Выслушав искателя, старьевщик достал из-под прилавка железный короб; ржавый, чуть измятый и со скрипом открыл крышку. Прошуршал там тучными пальчиками и выложил десять пайков с ладонь размером, уплотненных пакетиками.
- Куда дальше-то, Цой?
Цой не ответил.
Старьевщик выложил еще пять пайков, и глаза его сверкнули хитрецой.
- Цой, ты, это, хоть расскажи, как беса уложил, а? - хитро вытянув шею, вопрошал Старый. - Вдруг, помрешь где, а народ не узнает. Шкура-то он какая! Легкая, прочная, а красивая, сука, до слез!
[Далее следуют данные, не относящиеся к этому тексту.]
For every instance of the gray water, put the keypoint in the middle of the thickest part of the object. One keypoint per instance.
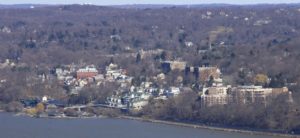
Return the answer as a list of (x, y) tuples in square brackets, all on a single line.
[(26, 127)]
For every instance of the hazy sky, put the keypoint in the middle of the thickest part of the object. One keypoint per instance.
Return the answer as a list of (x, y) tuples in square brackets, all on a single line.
[(116, 2)]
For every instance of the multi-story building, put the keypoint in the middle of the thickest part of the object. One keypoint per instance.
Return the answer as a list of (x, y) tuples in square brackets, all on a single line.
[(87, 72)]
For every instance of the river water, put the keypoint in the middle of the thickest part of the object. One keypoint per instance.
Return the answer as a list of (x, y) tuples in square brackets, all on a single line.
[(26, 127)]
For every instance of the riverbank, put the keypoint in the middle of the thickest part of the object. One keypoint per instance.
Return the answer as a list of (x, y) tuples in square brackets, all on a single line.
[(181, 124), (210, 127)]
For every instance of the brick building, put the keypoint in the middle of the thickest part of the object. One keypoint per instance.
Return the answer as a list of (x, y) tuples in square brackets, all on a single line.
[(87, 72)]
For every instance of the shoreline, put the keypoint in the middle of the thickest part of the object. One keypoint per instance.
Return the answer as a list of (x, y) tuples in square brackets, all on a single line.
[(213, 128), (179, 124)]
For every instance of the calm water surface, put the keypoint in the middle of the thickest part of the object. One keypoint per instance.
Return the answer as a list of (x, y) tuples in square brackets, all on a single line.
[(26, 127)]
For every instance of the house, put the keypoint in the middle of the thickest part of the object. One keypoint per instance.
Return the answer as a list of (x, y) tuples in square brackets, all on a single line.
[(205, 73), (173, 65), (87, 72), (216, 95), (172, 91)]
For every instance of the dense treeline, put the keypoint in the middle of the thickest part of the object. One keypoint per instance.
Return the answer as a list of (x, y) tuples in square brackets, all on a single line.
[(278, 116), (250, 44)]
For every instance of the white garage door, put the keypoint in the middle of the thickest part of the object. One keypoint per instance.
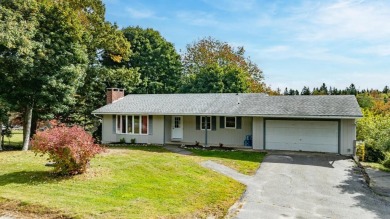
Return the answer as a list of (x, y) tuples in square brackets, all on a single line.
[(319, 136)]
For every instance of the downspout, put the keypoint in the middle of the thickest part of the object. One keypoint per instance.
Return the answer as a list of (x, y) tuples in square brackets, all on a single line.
[(164, 131), (206, 127)]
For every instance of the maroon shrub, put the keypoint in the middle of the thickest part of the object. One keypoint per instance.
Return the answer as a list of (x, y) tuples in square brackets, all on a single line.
[(70, 148)]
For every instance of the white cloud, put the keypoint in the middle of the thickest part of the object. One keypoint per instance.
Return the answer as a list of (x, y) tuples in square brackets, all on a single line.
[(232, 5), (354, 20), (378, 50), (302, 52), (140, 14), (198, 18)]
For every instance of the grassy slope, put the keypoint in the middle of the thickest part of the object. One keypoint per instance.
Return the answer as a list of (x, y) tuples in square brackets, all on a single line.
[(127, 183), (243, 161)]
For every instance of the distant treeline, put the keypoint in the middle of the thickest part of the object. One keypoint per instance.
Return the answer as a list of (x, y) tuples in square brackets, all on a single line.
[(324, 90)]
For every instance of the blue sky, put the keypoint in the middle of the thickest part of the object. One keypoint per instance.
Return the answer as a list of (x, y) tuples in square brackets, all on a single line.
[(296, 43)]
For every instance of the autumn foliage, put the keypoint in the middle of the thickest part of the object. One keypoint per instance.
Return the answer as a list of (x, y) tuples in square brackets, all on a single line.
[(70, 148)]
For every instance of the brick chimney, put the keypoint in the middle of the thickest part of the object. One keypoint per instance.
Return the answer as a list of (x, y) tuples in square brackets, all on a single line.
[(114, 94)]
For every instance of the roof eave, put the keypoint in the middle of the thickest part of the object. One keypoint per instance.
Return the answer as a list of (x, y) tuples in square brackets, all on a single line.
[(245, 115)]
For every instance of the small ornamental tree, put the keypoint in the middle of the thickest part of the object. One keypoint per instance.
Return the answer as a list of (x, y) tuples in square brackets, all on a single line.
[(71, 148)]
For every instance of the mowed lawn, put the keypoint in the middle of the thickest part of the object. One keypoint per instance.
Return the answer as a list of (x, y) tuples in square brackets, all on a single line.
[(246, 162), (138, 182)]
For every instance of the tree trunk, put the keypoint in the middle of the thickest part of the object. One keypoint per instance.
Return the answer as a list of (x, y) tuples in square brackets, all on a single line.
[(1, 136), (27, 130), (34, 124)]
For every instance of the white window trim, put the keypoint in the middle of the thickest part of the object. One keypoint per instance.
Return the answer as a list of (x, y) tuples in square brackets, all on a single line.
[(235, 122), (208, 118), (132, 126)]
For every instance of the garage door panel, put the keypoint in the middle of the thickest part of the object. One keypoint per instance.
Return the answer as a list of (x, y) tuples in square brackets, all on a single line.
[(320, 136)]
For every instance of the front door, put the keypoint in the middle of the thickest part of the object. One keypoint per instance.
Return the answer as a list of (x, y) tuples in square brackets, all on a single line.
[(177, 128)]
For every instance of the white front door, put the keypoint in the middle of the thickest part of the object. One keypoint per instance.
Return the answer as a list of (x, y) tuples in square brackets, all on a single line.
[(177, 128)]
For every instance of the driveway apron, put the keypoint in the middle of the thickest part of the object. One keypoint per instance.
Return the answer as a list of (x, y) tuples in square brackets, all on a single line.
[(308, 185)]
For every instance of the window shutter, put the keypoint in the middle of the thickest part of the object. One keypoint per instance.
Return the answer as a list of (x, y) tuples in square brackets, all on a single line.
[(113, 124), (213, 123), (222, 122), (238, 120), (150, 125)]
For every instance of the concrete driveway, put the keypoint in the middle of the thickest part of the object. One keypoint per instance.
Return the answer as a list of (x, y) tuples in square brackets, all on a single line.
[(308, 185)]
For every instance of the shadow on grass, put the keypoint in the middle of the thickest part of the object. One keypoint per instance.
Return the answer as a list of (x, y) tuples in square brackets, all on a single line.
[(364, 196), (231, 155), (304, 158), (30, 177)]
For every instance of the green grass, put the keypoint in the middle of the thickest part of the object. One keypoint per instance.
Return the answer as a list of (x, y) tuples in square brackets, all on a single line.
[(138, 182), (377, 166), (16, 139), (243, 161)]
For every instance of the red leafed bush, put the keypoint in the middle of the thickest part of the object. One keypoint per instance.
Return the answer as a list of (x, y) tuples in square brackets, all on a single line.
[(71, 148)]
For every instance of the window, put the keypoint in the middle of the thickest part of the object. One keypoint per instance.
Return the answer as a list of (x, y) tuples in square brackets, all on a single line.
[(230, 122), (132, 124), (129, 124), (136, 124), (205, 123), (144, 122)]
Цой окинул довольным взглядом угольный безрукавный полу-плащ, который носил с гордостью и вполне заслуженно. Накидка, достававшая до колен, нарезана из плотной бесьей шкуры, пожалуй, самого опасного чудища, появившегося после Крушения. Шкура славилась необычайной прочностью. Порезать и проткнуть такую - дело крайне нелегкое, оттого и бес считался одним из самых живучих чудищ Каторги.
- Повезло мне, - отвертелся Цой и Старый, расстроенно поджав потрескавшиеся губы, с наигранной театральностью демонстративно переместил один паек обратно в железную коробочку и закрыл ее, игриво пристукнув по крышке пухлым кулачишком.
- Ну, исправного компаса, искатель, - добро напутствовал Старый, и еще заботливее добавил: - Ты толкмо, это... смотри, не помри.
Цой молча сложил пайки в сумку, что висела через грудь, поправил висевшие за спиной ножны Ляли-Оли, обтянутые кожей каанаконды, и вышел, закрыв за собой массивную железную дверь.